ナンシーはそんな彼らのために、カリフォルニアの自然保護地区にある別荘を譲るつもりだと話していた。


イノとサムは、その話題で盛り上がっていた。


だが、クリスは感じ取っていた。


“自由”とは名ばかり。


自分たちのような存在は、これから先も、監視対象であり続けること。


そして、カルマシールの存在。


その影響で、そもそも長く生きられない可能性が高いこと。


イノもサムも、きっとそれを理解している。


特に、サムは。


——それでも


戦わずに、限られた時間を、4人で穏やかに過ごせるなら——それが“幸せ”なのかもしれない。

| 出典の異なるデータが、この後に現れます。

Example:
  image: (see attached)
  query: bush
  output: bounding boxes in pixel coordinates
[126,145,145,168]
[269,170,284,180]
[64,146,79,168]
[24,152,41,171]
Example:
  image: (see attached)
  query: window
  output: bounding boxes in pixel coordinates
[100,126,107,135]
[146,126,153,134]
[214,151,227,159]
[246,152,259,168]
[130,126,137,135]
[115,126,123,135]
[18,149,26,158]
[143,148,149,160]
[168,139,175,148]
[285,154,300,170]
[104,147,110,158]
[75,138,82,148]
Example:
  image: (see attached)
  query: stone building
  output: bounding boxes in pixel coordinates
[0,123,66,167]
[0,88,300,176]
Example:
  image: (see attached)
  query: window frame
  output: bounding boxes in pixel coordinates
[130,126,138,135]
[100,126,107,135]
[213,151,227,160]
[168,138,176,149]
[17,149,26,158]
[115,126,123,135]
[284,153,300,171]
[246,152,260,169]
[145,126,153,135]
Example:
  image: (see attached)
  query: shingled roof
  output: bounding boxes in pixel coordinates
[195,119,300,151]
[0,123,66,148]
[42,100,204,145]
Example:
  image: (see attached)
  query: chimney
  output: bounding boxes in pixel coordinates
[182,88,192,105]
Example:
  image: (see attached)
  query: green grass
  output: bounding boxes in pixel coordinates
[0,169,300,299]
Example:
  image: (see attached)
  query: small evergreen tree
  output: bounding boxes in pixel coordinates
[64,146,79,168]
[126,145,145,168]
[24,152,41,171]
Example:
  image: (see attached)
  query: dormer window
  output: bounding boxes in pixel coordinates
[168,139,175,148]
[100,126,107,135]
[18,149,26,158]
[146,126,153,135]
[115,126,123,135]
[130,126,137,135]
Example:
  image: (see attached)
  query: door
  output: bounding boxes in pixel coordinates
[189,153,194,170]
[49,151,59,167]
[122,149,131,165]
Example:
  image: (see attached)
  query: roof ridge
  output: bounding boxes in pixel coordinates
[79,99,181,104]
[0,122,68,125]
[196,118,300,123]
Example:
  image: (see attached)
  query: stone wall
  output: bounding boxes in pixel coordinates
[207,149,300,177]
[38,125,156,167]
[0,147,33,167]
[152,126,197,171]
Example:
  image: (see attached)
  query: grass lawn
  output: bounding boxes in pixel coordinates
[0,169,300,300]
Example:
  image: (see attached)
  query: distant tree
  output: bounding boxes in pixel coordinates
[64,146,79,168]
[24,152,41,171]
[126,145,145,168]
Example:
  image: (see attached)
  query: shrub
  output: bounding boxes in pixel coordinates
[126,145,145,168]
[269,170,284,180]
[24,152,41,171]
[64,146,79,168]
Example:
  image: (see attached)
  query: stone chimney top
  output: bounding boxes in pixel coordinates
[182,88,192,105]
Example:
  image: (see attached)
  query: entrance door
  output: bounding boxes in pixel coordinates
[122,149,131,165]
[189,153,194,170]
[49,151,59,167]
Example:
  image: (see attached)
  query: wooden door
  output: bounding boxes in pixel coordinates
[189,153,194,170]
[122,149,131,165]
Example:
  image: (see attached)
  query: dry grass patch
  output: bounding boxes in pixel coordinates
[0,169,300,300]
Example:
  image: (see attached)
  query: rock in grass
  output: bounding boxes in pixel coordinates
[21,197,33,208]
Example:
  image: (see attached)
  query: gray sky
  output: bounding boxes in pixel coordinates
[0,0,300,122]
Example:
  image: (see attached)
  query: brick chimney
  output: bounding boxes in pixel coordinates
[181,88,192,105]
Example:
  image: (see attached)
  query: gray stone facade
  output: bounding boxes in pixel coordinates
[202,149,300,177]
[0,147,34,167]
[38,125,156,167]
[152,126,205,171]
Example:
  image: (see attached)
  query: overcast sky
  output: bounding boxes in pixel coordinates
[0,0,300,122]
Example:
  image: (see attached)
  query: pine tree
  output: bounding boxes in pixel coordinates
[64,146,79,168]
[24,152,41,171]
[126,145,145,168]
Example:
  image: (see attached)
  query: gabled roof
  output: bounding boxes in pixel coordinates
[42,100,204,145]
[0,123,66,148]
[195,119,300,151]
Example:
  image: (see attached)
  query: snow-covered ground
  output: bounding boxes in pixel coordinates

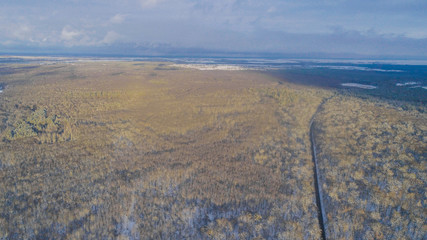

「喜び」という感情を失ったクリスは、理屈として、そう結論づけた。


そして、アーク。


ファクターズとの数度の接触を経て、彼女の心には迷いが生じていた。


薄々、感じていた。


最後の“敵”が、誰なのかを。



『ここまで来られたのは、君たちのおかげ!しかも、予想より遥かに早い!』


ヨハンは、相変わらず浮かれていた。


『……で、ほぼ間違いなく

次の戦いが最後になる』


急に、口調が冷たくなる。


『……おそらく、もう察しているだろうが』


「……ファクターズ、ですよね」


イノは俯きながら答えた。


『……その通り。君たちとファクターズのことを思うと心苦しいが……こればかりは変えられん』


(嘘つけ、ジジイ)


アークは内心で毒づく。


「理由を、聞いてもいいですか?」


イノは、まっすぐモニターを見据えて言った。


『ファクター同士の戦いが、D-coreの成長速度を爆発的に高めていた。要は“経験値”だ』


『天華の連中では、それが全く足りなかった。つまり、時間と体力の無駄』


冷静そのものの口調だった。


「……わかりました」


イノは、静かに答えた。


ヨハンの言葉は事実だ。


そして、その主義主張は一貫している。


交流会も、戦いも、すべて自分たちの選択だった。


何も、言えない。


イノはそう思った。



オルフェ研究機関・司令室。


深夜、室内にはエドワードひとり。


すると、モニターに“GIGAS”の文字が浮かび上がる。


ヨハンだった。


『こんにちは、エド。あ、そっちはこんばんは、かな?』


「……」


『無視するなよ。さて、本題に入ろう。アバタライズ実験は間もなく完成する』


『“ファクターズの死”という過程を経て、な』


「やはり……DDに意思を持たせ、新たな生物を——

いや、“悪魔”を生み出すつもりか」


エドワードは、冷静だった。


『まあ、私のやろうとしてることは昔から変わっちゃいない』


「“機械と人間の融合”など……狂っている」


『それは否定しない。ただ……お前がそれを言うか?』


「……どういう意味だ」


『確かに私は“悪魔”を生み出そうとしている。だが、お前はなんだ?“神”を生み出そうとしているじゃないか』


「……やはり、お前……」


『ごく一部しか知らない“超極秘プロジェクト”を、

なぜ私が知っているのか、不思議かい?』


ギガスは、オーキュラムを当然のようにハッキングできる性能を持つ。


だが、それでもオーキュラムの全権を掌握できるわけではない。


エドワードは、確かに困惑していた。


『ヒントをやろう。最初に言っただろ?“ギガスには私の頭脳が入っている”と……』


エドワードは、息を呑んだ。


「……!?まさか……!!」


『ハイ!正解は〜?“本当に脳みそが入ってる”でした〜!!』


比喩ではない。


ヨハンは、自身の脳を電子化し、ギガスへ移植していた。


つまり——ギガスそのものが、ヨハンだった。


『肉体なんて、とっくに捨ててる。私は電子の世界で生き続ける』


『だから、お前たちの“監視カメラ”も、私にかかれば覗き穴同然ってわけ♪』


「……なるほどな。実に、お前らしい」


エドワードは言った。


『まあ、これもアバタライズ実験の一環さ。“機械と人間の融合”!』


「……」


『とりあえず、またゼクストは来る。今度は“敵”として、な!』


その言葉を最後に、モニターから“GIGAS”の文字は消えた。


エドワードは、無言のまま椅子に座り込み、しばらく動けずにいた。